WASHINGTON – The number of outside interest groups trying to influence state supreme court elections by running political advertisements on television doubled from 2000 to 2002, a report released Thursday said.
In its study, the Justice at Stake Campaign (search), a coalition of 40 groups advocating for an impartial judiciary, found that 10 groups intervened with ads in state judicial races two years ago compared to five groups in the 2000 elections.
Commercials were aired, either by the candidates or interest groups, in nine states in 2002, up from four in 2000.
"No state that elects judges is safe," said Bert Brandenburg (search), deputy director of the coalition, which is concerned about the influence of special-interest money in state supreme court elections. This year, 29 states will hold such races.
The study also found that the amount of money spent on ads correlated strongly with winning in nine of 11 races where TV ads ran.
In 2002, candidates spent $6 million on TV ads, while interest groups allotted $2.2 million.
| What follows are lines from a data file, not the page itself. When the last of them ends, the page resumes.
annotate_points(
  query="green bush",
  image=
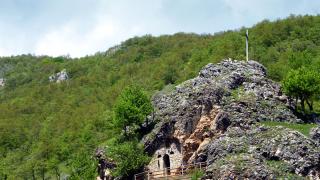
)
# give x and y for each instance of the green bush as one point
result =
(130, 157)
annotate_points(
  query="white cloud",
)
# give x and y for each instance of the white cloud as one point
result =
(81, 27)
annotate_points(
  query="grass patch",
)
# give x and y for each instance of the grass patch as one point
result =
(302, 128)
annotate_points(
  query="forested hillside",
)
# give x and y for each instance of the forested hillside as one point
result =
(51, 129)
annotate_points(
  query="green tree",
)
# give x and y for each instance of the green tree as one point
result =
(302, 84)
(130, 157)
(131, 108)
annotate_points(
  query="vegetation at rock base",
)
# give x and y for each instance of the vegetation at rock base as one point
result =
(131, 108)
(51, 129)
(129, 157)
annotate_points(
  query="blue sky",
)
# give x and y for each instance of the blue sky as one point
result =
(81, 27)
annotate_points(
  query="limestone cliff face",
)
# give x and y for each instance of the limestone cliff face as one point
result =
(201, 111)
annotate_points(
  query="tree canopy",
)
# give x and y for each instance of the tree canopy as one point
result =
(48, 128)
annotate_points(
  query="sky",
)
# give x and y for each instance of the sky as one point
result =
(84, 27)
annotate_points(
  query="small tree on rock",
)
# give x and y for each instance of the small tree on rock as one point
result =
(302, 84)
(131, 108)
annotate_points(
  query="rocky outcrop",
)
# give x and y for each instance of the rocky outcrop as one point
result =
(280, 145)
(214, 117)
(59, 77)
(315, 134)
(2, 82)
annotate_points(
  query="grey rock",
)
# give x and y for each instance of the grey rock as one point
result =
(244, 96)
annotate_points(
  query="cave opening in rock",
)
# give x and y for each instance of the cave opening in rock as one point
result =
(166, 163)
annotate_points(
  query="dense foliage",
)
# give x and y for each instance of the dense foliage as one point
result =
(51, 129)
(131, 108)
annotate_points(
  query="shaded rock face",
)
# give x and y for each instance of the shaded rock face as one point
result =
(2, 82)
(59, 77)
(232, 94)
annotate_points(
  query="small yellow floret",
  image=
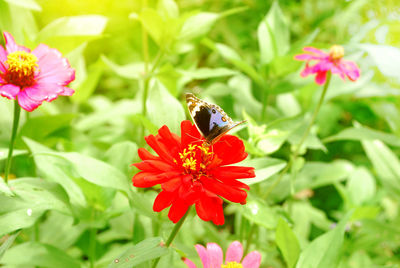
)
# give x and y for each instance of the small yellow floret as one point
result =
(232, 264)
(336, 52)
(190, 163)
(22, 62)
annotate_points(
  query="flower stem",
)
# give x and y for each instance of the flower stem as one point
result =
(303, 138)
(250, 238)
(173, 234)
(17, 111)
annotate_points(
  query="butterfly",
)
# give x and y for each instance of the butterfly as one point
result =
(211, 121)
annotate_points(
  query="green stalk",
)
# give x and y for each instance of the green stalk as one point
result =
(17, 111)
(304, 137)
(173, 234)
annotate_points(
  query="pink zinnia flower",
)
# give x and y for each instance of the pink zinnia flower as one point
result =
(331, 61)
(33, 76)
(212, 257)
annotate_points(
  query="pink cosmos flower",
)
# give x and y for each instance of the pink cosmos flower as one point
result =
(331, 61)
(212, 257)
(33, 76)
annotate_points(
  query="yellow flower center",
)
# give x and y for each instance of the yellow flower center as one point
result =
(21, 68)
(232, 264)
(336, 52)
(189, 160)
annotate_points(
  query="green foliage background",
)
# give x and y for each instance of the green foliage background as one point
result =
(72, 203)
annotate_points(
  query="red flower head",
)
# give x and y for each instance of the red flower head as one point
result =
(192, 172)
(33, 76)
(331, 61)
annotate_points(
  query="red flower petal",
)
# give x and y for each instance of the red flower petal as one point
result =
(232, 194)
(193, 173)
(163, 200)
(178, 209)
(230, 150)
(146, 155)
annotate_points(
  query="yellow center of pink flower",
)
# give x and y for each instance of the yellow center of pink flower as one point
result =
(195, 157)
(21, 68)
(336, 52)
(232, 264)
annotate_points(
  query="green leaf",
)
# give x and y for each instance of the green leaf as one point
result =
(88, 86)
(154, 25)
(94, 25)
(121, 155)
(386, 165)
(206, 73)
(54, 169)
(67, 33)
(4, 188)
(287, 243)
(146, 250)
(264, 168)
(197, 25)
(37, 191)
(261, 213)
(32, 198)
(325, 250)
(96, 171)
(385, 58)
(360, 133)
(37, 254)
(273, 34)
(130, 71)
(231, 55)
(60, 230)
(168, 8)
(361, 186)
(28, 4)
(41, 128)
(317, 174)
(163, 108)
(8, 243)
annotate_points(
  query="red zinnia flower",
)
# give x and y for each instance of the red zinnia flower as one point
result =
(331, 61)
(192, 172)
(33, 76)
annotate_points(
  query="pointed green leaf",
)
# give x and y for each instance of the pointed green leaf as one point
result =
(386, 165)
(146, 250)
(163, 108)
(287, 243)
(37, 254)
(325, 250)
(273, 34)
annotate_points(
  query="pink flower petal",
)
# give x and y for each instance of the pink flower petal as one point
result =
(67, 91)
(9, 91)
(11, 46)
(322, 66)
(252, 260)
(307, 57)
(337, 70)
(189, 263)
(43, 92)
(320, 78)
(234, 252)
(307, 71)
(203, 255)
(316, 51)
(215, 254)
(3, 58)
(27, 103)
(54, 69)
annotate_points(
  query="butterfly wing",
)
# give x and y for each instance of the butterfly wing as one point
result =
(210, 119)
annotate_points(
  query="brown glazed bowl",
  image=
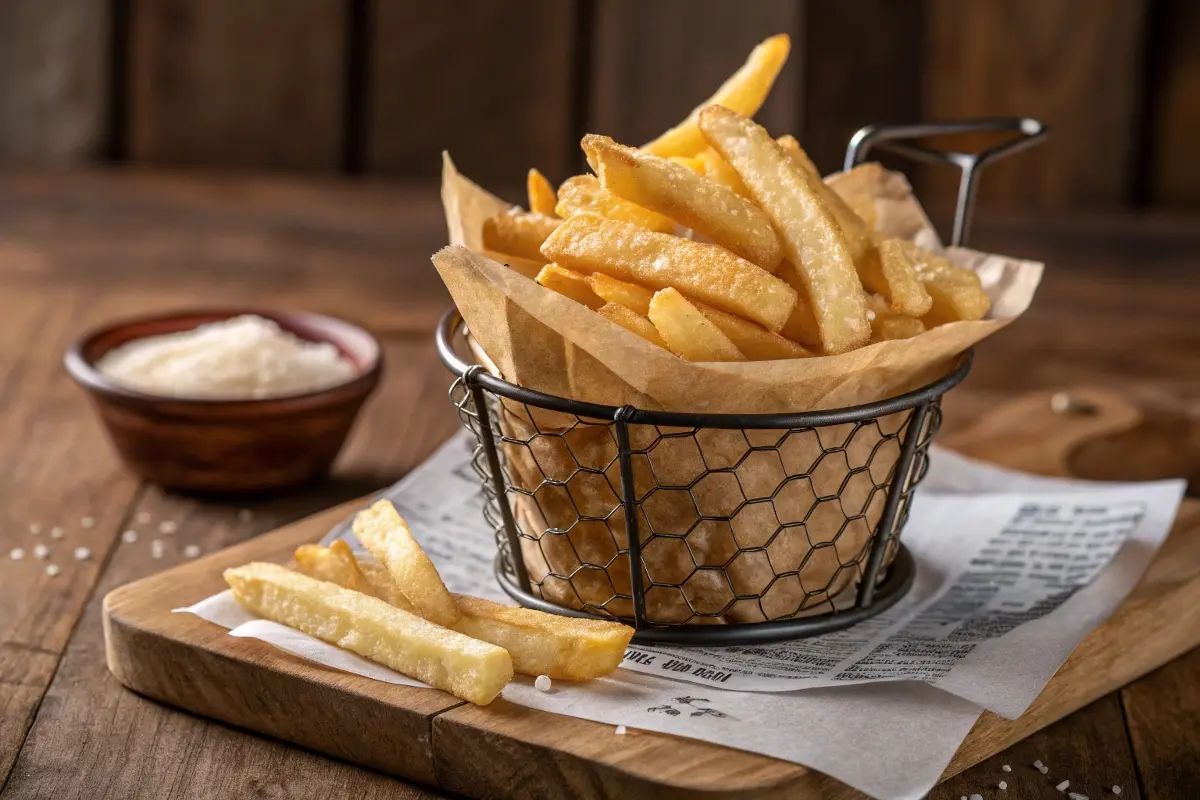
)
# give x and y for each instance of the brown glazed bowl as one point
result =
(228, 446)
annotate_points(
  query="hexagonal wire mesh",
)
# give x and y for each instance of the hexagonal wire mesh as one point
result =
(713, 529)
(768, 525)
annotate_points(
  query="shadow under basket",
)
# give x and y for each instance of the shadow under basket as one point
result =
(697, 529)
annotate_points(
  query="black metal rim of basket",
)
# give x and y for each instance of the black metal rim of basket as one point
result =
(879, 587)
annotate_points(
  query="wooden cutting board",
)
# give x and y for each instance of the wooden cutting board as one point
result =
(505, 750)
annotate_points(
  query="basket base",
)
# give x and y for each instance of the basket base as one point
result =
(894, 587)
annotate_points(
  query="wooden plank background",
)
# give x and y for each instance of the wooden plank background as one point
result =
(383, 85)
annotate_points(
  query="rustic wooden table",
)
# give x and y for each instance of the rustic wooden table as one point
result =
(1119, 307)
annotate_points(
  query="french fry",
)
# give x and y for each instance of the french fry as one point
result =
(957, 293)
(755, 341)
(585, 194)
(813, 241)
(886, 324)
(633, 322)
(720, 172)
(744, 91)
(569, 283)
(339, 565)
(385, 535)
(802, 325)
(541, 193)
(689, 334)
(707, 272)
(519, 233)
(539, 643)
(887, 274)
(517, 264)
(466, 667)
(630, 295)
(858, 188)
(893, 274)
(677, 192)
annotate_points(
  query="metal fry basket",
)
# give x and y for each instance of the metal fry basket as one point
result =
(709, 529)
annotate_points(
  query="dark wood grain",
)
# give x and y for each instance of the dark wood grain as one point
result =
(1074, 65)
(237, 84)
(1175, 124)
(862, 66)
(1163, 715)
(654, 61)
(485, 79)
(53, 79)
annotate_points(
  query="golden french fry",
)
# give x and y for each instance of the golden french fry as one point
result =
(887, 324)
(519, 233)
(677, 192)
(339, 565)
(715, 168)
(957, 293)
(755, 341)
(569, 283)
(541, 193)
(813, 241)
(630, 295)
(744, 91)
(689, 334)
(707, 272)
(466, 667)
(893, 274)
(517, 264)
(858, 188)
(585, 194)
(633, 322)
(385, 535)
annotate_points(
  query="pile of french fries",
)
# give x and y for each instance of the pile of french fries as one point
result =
(397, 612)
(719, 242)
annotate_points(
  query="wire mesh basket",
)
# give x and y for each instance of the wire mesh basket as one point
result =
(703, 529)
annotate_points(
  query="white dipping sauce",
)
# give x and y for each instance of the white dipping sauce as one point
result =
(245, 358)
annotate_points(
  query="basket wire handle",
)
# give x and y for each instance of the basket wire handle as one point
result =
(894, 138)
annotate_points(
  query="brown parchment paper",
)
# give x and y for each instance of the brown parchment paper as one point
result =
(736, 525)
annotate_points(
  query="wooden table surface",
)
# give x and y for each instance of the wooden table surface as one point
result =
(1119, 307)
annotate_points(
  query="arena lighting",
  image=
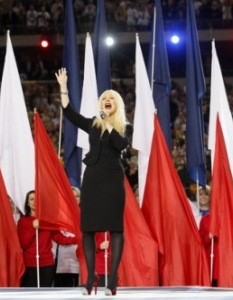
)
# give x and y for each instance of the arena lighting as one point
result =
(44, 42)
(109, 41)
(175, 39)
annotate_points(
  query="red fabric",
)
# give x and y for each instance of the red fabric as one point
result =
(221, 210)
(204, 233)
(100, 253)
(139, 264)
(55, 201)
(27, 238)
(182, 259)
(11, 259)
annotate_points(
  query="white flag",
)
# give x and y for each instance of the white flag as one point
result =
(16, 143)
(143, 119)
(89, 102)
(219, 105)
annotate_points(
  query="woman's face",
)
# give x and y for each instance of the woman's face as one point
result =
(108, 103)
(31, 201)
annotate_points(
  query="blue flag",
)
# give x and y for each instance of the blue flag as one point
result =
(159, 74)
(72, 154)
(100, 49)
(195, 89)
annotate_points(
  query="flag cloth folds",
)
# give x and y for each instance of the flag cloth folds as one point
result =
(221, 210)
(72, 154)
(219, 105)
(89, 96)
(139, 264)
(159, 73)
(143, 118)
(56, 206)
(182, 258)
(100, 49)
(11, 258)
(195, 89)
(16, 142)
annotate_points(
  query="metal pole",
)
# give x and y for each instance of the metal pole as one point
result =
(106, 259)
(60, 133)
(37, 259)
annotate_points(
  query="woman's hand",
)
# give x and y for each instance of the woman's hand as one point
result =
(35, 223)
(104, 245)
(62, 80)
(62, 77)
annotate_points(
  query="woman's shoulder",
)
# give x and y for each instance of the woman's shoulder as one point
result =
(129, 127)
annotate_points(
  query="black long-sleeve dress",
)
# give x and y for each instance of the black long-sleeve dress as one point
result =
(102, 191)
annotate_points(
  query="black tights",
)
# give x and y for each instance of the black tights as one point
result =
(117, 244)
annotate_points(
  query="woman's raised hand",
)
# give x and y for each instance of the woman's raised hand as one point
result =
(62, 76)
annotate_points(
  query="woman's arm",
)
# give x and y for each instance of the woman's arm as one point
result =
(62, 80)
(74, 117)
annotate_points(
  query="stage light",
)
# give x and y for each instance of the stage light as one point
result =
(44, 42)
(109, 41)
(175, 39)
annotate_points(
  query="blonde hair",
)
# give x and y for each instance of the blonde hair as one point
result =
(118, 118)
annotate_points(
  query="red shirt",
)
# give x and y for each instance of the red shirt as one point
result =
(27, 239)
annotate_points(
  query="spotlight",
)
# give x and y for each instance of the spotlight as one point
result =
(44, 42)
(175, 39)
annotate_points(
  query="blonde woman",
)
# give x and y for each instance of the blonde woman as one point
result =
(102, 192)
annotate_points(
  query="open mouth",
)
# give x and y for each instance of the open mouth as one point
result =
(108, 106)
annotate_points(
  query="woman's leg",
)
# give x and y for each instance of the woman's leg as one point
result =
(47, 276)
(117, 244)
(29, 278)
(89, 253)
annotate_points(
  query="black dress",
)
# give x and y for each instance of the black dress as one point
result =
(102, 191)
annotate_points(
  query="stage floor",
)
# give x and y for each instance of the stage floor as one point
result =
(161, 293)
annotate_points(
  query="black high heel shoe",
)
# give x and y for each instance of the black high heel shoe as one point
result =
(111, 289)
(89, 287)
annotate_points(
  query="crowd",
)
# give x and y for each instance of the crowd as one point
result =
(45, 15)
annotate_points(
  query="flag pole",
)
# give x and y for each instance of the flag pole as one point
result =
(197, 192)
(60, 133)
(153, 53)
(106, 259)
(37, 259)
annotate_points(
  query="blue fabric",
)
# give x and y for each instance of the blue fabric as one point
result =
(72, 154)
(159, 74)
(195, 89)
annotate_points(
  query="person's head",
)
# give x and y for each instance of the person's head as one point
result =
(29, 206)
(76, 192)
(204, 197)
(112, 102)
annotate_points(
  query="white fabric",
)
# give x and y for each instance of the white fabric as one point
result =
(89, 96)
(16, 143)
(67, 260)
(219, 105)
(143, 119)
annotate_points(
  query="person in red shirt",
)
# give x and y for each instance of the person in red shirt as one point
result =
(102, 249)
(27, 226)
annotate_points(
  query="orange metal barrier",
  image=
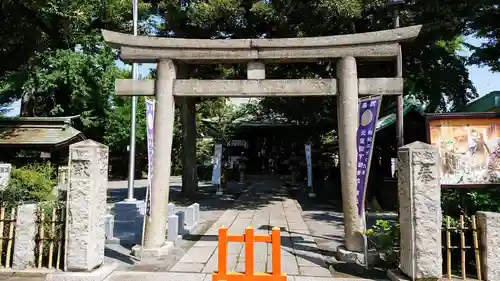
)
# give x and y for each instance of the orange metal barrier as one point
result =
(249, 238)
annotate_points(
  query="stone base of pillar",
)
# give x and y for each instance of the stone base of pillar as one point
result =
(345, 255)
(126, 224)
(397, 275)
(138, 251)
(99, 274)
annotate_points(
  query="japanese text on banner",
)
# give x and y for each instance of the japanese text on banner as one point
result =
(150, 117)
(368, 115)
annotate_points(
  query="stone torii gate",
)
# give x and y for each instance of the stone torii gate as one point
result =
(166, 52)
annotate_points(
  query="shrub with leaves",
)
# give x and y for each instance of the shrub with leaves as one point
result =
(385, 236)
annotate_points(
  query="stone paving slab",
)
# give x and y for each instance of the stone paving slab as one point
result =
(178, 276)
(299, 253)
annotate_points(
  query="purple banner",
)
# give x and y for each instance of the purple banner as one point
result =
(368, 115)
(150, 117)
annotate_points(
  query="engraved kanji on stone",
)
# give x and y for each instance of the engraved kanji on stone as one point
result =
(80, 168)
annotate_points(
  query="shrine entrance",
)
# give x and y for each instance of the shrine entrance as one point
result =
(171, 53)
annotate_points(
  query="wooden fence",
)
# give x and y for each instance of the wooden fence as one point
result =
(461, 239)
(7, 227)
(49, 236)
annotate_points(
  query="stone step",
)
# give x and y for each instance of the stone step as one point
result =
(180, 276)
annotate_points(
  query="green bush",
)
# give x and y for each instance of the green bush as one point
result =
(29, 184)
(385, 236)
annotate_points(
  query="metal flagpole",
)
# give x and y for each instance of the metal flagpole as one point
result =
(399, 74)
(135, 76)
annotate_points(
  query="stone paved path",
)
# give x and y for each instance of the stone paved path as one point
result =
(300, 255)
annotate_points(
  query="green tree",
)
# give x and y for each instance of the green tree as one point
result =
(484, 24)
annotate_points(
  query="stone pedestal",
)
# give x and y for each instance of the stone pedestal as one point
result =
(24, 242)
(420, 218)
(489, 227)
(128, 221)
(88, 181)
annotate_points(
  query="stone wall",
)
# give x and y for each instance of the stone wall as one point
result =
(420, 218)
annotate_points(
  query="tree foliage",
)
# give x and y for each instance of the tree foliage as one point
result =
(54, 59)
The most money by far was spent in Ohio — $3.7 million by candidates and $1.6 million from interest groups.
The report said television 'air wars' are turning more would-be judges into traditional politicians, as ads routinely suggest how a judge might rule on hot-button social issues like crime, the death penalty and medical malpractice suits.
"We don't want judges making decisions with one eye on the law and the other on special-interest money for the next election," said Deborah Goldberg, co-author of the report.